Berpemilu (khususnya berpilpres) membawa beberapa tokoh tertentu ke posisi yang kompleks. Jika Anda ingin menjadi warga yang aktif dan bermanfaat dalam proses berpemilu itu, jangan lupa perhatikan kompleksitas itu baik-baik, agar tak salah bertindak, apalagi menyebarkan kebencian bahkan ancaman pada kandidat politisi. Sama saja, apakah kebencian itu berdasar ataukah kebencian itu tanpa dasar. Kebencian sebaiknya jangan diperturutkan.
Izinkan saya menjadikan Jokowi dan Prabowo sebagai contoh-contoh kasus untuk memudahkan Anda menghayati uraian ini. Ingat loh ya, Jokowi dan Prabowo cuma studi kasus. Yang lebih penting dari kasus adalah essensinya.
Kedua nama itu menarik untuk dijadikan contoh kasus, sebab politik elektoral Indonesia sejak tahun 2014 sangat ditentukan oleh rivalitas antara keduanya. Perbincangan warga seringkali didominasi oleh tema mencintai atau membenci kedua politisi.

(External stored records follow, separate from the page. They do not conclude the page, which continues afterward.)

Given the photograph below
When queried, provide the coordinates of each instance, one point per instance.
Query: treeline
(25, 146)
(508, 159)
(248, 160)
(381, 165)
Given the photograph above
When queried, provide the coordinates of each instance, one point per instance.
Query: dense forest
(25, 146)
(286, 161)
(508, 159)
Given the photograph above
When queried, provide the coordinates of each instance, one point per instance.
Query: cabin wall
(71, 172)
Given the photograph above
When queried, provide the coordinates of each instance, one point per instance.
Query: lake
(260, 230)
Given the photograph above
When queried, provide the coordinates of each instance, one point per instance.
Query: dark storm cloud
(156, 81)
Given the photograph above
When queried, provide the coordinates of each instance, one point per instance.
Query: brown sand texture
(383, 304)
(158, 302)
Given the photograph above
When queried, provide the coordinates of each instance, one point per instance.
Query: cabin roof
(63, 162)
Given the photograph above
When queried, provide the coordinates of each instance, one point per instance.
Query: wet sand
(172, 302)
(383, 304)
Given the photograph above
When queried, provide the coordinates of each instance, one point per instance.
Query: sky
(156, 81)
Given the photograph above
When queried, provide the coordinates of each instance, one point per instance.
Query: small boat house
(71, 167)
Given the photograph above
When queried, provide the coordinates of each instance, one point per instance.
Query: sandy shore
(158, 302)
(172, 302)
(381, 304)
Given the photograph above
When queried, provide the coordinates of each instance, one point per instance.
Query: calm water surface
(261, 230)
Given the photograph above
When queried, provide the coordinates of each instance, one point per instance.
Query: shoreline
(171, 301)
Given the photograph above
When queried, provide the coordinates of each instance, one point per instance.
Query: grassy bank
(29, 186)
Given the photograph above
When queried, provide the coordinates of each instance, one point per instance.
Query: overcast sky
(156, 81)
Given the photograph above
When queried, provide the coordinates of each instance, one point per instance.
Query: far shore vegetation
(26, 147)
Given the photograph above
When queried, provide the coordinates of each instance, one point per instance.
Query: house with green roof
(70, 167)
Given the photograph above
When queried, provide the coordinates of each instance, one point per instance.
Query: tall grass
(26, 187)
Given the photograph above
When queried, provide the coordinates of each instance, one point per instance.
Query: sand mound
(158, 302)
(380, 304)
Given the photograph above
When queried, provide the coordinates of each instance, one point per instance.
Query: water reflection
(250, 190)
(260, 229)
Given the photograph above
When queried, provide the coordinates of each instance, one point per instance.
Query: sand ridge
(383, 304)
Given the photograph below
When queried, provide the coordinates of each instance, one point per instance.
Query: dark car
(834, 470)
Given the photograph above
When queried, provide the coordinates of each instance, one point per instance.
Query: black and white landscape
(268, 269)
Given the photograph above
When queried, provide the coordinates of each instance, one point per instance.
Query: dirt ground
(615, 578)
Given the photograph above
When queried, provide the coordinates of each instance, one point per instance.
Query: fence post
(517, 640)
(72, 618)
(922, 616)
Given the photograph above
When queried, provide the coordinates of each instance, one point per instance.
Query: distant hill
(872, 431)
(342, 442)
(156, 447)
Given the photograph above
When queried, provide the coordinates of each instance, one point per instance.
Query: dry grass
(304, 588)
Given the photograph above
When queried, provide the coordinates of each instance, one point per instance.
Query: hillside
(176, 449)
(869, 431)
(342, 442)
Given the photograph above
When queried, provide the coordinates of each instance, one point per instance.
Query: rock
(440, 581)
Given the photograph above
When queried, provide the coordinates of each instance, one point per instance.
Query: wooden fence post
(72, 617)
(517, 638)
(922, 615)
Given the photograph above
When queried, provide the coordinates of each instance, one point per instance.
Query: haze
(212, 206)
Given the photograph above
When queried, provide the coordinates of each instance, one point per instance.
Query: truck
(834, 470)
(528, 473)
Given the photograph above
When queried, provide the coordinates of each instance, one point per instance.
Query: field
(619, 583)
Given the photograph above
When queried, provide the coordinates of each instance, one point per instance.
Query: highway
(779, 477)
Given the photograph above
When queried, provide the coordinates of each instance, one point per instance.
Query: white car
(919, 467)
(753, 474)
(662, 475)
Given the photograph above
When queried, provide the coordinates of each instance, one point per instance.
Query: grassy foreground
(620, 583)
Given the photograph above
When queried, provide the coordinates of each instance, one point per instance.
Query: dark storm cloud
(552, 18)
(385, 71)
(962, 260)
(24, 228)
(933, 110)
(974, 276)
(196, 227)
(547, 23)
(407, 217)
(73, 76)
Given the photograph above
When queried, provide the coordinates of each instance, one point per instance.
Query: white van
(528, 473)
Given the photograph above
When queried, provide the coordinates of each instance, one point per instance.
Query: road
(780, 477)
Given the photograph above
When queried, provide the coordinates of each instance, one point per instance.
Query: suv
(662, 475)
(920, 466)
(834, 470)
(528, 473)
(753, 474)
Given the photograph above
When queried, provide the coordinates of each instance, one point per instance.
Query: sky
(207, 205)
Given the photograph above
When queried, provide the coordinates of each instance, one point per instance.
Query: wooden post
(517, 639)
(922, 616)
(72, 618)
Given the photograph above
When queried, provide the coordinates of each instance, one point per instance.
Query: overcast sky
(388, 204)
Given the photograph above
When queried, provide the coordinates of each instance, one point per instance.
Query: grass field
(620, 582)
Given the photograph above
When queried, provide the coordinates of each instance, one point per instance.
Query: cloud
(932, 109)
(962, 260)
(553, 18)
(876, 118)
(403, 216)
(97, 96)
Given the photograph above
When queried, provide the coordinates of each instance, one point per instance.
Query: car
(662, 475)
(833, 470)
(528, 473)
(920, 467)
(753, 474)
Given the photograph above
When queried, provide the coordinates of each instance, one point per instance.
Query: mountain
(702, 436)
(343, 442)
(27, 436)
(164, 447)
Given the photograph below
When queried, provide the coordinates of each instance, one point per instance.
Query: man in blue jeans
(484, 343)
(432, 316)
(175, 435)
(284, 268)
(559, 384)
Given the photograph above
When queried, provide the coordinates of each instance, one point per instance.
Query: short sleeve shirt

Kalau sekadar dukungan yang proporsional pada kedua politisi, tentu tidak akan menjadi masalah. Yang menjadi masalah adalah kebencian dan dukungan yang melampaui proporsionalitas. Tak sedikit orang yang terjebak dalam hal itu. Ulama, akademisi, seniman, pensiunan (tentara atau sipil), akitivis, banyak yang tidak bisa menghindar dari jebakan ini.
Mari kita lihat Prabowo terlebih dahulu. Pertanyaannya sederhana: bolehkah kita membencinya karena latar belakang dia dan ambisi politik dia untuk menjadi presiden? Soal kebencian, itu urusan pribadi setiap orang. Tapi mengekspresikan kebencian dalam hinaan kepada Prabowo, seharusnya tak boleh dilakukan.
Mengapa? Ketika Prabowo mencalonkan diri sebagai calon presiden, dia sedang menggunakan hak konstitusional sebagai warga negara untuk dipilih dan memilih.
Posisi kita pada orang yang sedang mengajukan diri untuk dipilih sebenarnya sangat powerful, sebab kitalah yang punya hak untuk memilih. Jadi kalau kita suka pada Prabowo, pilih dia. Tak suka? Jangan pilih dia.
Mengekspresikan kebencian padanya sama sekali tak memberi kontribusi apa pun pada demokrasi. Malah mungkin bisa membuat demokrasi tidak sehat, seperti yang telah kita lakukan dengan mencipta polarisasi politik karena kebencian.
Andai saja Prabowo memenangkan pemilihan presiden kemarin ini, maka dia akan menjadi kepala negara sekaligus kepala pemerintahan, setidaknya lima tahun sejak dia terpilih. Jika kita membiasakan diri untuk mengumbar kebencian pada seorang politisi dalam masa kandidasi, maka kita akan terbiasa mencari sisi buruknya secara pribadi sepanjang dia menjalankan amanah demokrasi.
Lihat saja pemerintahan Jokowi sebagai presiden RI dan Anies Baswedan sebagai gubernur DKI. Hingga saat artikel ini ditulis, banyak orang yang sebenarnya meneruskan kebiasaan membenci kedua politisi, yang sudah dipelajari sejak era pra-elektoral.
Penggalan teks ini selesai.